Issue Description
On May 14th at 4:02 PM PDT, Arindam notified us in slack that Surf3 dev cluster (http://surf3devcluster.c19hvxj0isaj.us-west-2.redshift.amazonaws.com/) was deleted along with any snapshots. Upon investigation we noticed that the root user was used to delete the cluster.

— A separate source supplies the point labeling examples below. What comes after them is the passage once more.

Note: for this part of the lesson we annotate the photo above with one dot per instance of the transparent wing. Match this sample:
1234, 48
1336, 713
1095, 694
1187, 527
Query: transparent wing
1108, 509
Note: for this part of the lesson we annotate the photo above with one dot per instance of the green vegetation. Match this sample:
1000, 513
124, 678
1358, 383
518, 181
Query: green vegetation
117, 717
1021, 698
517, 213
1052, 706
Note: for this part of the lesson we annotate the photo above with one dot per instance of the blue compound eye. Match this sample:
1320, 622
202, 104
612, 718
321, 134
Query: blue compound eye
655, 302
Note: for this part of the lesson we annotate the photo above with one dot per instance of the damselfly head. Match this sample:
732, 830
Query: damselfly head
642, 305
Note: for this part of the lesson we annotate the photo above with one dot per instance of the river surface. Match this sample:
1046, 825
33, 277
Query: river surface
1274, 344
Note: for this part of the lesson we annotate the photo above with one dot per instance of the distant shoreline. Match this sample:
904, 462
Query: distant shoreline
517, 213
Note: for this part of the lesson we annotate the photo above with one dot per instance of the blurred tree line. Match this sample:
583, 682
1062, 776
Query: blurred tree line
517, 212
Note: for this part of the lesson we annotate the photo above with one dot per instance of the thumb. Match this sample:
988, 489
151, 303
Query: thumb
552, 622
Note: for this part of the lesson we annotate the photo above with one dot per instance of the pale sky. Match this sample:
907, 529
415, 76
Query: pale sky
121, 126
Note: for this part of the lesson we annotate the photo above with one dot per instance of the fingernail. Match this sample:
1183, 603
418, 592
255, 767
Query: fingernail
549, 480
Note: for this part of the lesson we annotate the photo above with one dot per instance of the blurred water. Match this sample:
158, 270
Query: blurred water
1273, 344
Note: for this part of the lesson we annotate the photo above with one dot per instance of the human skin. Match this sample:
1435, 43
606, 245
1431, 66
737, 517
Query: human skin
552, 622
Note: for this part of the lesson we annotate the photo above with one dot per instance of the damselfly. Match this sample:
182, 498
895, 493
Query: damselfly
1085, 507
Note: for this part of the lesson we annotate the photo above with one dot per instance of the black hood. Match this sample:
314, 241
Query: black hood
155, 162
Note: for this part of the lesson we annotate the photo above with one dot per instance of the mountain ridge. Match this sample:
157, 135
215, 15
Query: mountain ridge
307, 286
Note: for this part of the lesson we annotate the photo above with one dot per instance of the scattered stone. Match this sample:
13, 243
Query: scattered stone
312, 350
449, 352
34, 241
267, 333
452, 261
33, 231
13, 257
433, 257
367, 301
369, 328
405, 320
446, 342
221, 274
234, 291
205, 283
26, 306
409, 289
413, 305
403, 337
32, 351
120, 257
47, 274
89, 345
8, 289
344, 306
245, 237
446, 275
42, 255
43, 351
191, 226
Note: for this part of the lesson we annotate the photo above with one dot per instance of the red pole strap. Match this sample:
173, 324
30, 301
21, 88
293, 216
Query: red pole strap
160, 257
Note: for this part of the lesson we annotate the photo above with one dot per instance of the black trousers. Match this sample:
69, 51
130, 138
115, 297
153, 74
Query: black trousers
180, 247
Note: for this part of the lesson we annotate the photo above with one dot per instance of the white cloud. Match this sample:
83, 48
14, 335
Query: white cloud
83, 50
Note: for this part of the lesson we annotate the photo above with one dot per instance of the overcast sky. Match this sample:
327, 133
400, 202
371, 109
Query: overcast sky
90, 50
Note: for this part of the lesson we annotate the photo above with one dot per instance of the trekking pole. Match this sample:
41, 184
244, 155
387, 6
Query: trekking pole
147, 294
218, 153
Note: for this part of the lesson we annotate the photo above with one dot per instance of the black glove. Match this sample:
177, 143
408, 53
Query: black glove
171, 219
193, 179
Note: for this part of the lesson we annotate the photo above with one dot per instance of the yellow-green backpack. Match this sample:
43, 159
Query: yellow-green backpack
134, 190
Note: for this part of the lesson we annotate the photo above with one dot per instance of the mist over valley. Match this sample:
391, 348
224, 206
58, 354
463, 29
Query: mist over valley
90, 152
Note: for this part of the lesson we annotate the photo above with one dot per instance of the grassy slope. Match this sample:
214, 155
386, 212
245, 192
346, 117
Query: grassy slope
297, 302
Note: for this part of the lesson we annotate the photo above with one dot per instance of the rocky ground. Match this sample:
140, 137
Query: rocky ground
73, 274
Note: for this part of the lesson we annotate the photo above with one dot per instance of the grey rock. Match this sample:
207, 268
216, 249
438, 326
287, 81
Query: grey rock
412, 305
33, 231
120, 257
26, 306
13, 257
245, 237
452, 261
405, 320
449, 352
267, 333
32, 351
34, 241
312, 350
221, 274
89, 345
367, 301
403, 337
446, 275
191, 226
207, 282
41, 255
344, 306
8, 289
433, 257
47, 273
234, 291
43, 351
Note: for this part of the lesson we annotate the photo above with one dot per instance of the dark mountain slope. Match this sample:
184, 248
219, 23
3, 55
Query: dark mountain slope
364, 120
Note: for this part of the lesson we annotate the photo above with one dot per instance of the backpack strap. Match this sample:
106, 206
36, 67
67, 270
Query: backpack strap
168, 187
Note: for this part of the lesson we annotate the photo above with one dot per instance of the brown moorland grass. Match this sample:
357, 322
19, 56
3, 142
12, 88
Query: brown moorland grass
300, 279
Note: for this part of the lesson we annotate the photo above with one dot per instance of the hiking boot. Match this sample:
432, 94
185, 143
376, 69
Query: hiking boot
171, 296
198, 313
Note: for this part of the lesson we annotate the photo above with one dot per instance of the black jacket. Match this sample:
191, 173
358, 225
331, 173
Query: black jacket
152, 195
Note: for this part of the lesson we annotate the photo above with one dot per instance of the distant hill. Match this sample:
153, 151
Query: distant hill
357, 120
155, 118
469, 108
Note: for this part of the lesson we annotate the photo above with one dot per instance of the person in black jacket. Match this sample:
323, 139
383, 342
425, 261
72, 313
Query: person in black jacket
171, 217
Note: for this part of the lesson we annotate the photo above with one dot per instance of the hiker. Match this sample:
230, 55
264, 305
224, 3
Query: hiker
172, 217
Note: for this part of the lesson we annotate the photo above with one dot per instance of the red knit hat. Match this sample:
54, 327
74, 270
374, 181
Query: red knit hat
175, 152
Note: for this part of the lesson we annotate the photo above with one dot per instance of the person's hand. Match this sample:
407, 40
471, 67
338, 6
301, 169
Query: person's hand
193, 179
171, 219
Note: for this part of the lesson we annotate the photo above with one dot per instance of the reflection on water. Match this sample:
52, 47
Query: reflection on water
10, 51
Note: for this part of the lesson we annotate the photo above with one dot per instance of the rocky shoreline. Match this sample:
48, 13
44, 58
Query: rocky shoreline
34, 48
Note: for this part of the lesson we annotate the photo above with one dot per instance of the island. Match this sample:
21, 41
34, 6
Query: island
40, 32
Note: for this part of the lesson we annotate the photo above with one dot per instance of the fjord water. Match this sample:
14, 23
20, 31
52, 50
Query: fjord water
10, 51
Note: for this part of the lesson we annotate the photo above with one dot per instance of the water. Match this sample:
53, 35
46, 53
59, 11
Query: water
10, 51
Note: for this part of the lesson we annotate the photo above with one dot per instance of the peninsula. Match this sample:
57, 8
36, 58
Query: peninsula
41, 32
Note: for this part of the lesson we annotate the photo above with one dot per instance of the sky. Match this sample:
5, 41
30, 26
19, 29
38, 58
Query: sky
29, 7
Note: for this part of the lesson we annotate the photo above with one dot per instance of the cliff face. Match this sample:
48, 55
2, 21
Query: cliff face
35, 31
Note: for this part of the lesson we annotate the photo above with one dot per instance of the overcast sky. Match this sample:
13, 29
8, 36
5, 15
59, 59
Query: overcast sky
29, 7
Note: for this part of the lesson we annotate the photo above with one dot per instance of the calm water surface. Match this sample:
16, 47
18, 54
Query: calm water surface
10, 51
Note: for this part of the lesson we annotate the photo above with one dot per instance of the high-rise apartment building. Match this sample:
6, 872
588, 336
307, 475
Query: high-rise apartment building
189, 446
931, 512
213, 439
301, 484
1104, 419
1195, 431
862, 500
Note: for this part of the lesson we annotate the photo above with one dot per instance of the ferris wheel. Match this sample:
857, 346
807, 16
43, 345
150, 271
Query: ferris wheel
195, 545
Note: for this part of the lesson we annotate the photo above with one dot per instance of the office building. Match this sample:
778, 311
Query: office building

Here are the relevant log lines from Cloudtrail
- Username:
root - Event Name:
DeleteCluster - Source IP:
73.162.153.91 - User Agent:
aws-internal/3 aws-sdk-java/1.11.965 Linux/4.9.230-0.1.ac.224.84.332.metal1.x86_64 OpenJDK_64-Bit_Server_VM/25.282-b08 java/1.8.0_282 vendor/Oracle_Corporation - Resources:
{"resourceType":"AWS::EC2::VPC","resourceName":"vpc-06c52ff99c03314f6"},
{"resourceType":"AWS::IAM::Role","resourceName":"arn:aws:iam::319647376096:role/AdamRedshiftRole_NoGlue_FullAccess"},
{"resourceType":"AWS::IAM::Role","resourceName":"arn:aws:iam::319647376096:role/AdamRedshiftRoleSurf3"},
{"resourceType":"AWS::IAM::Role","resourceName":"arn:aws:iam::319647376096:role/AdamRedshiftSpectrumGlueRoleSurf3"},
{"resourceType":"AWS::IAM::Role","resourceName":"arn:aws:iam::319647376096:role/xander-mar30-redshift-role"},
{"resourceType":"AWS::IAM::Role","resourceName":"arn:aws:iam::319647376096:role/AdamSurf3GlueNoFullAccessTest"},
{"resourceType":"AWS::IAM::Role","resourceName":"arn:aws:iam::319647376096:role/GlueETLPOCGlueServiceRole"},
{"resourceType":"AWS::IAM::Role","resourceName":"arn:aws:iam::319647376096:role/AdamSurf3DevSpecificARNRole"},
{"resourceType":"AWS::IAM::Role","resourceName":"arn:aws:iam::319647376096:role/e2e_surf3_03302020"},{"resourceType":"AWS::EC2::SecurityGroup","resourceName":"sg-01ff6bae5097432a8"},
{"resourceType":"AWS::Redshift::ClusterSubnetGroup","resourceName":"default"},
{"resourceType":"AWS::Redshift::Cluster","resourceName":"surf3devcluster"},
{"resourceType":"AWS::Redshift::ClusterParameterGroup","resourceName":"default.redshift-1.0"}The geolocation for IP Address 73.162.153.91 points to the city of Belmont user using Comcast
$ curl "https://api.ip2location.com/v2/?ip=73.162.153.91&key={YOUR_API_KEY}&package=WS24&addon=continent,country,region,city,geotargeting,country_groupings,time_zone_info"
{
"country_code": "US",
"country_name": "United States of America",
"region_name": "California",
"city_name": "Belmont",
"latitude": "37.52021",
"longitude": "-122.2758",
"zip_code": "94002",
"time_zone": "-07:00",
"isp": "Comcast Cable Communications LLC",
"domain": "comcast.net",
"net_speed": "DSL",
"idd_code": "1",
"area_code": "650",
"weather_station_code": "USCA0082",
"weather_station_name": "Belmont",
"mcc": "-",
"mnc": "-",
"mobile_brand": "-",
"elevation": "12",
"usage_type": "ISP",
"credits_consumed": 33,
"continent": {
"name": "North America",
"code": "NA",
"hemisphere": [
"north",
"west"
],
}Full cloudtrail log details have been downloaded for actions taken by the root user from 5/12 - 5/18. Logs can be found here in GDrive as a csv
Timeline
All times are in PDT timezone
- May 14, 2021 @ 8:42 AM: The DeleteCluster was initiated from the console
- May 14, 2021 @ 4:02 PM: Arindam notified Todd and Hooman over slack that the cluster is missing
- May 14, 2021 @ 8:18 PM: Hooman started the investigation
- May 14, 2021 @ 8:38 PM: Hooman completed the investigation and notified Arindam in slack if his findings
- May 18, 2021 @ 7:30 PM: Hooman documented the root cause analysis here
How to Avoid the Issue in the Future
- Root user credentials have been rotated and only a small number of the infrastructure team has access to the root user.
- The root user is never used for access to the infrastructure.
- Alerting will be setup to alert if the root user is ever used to login.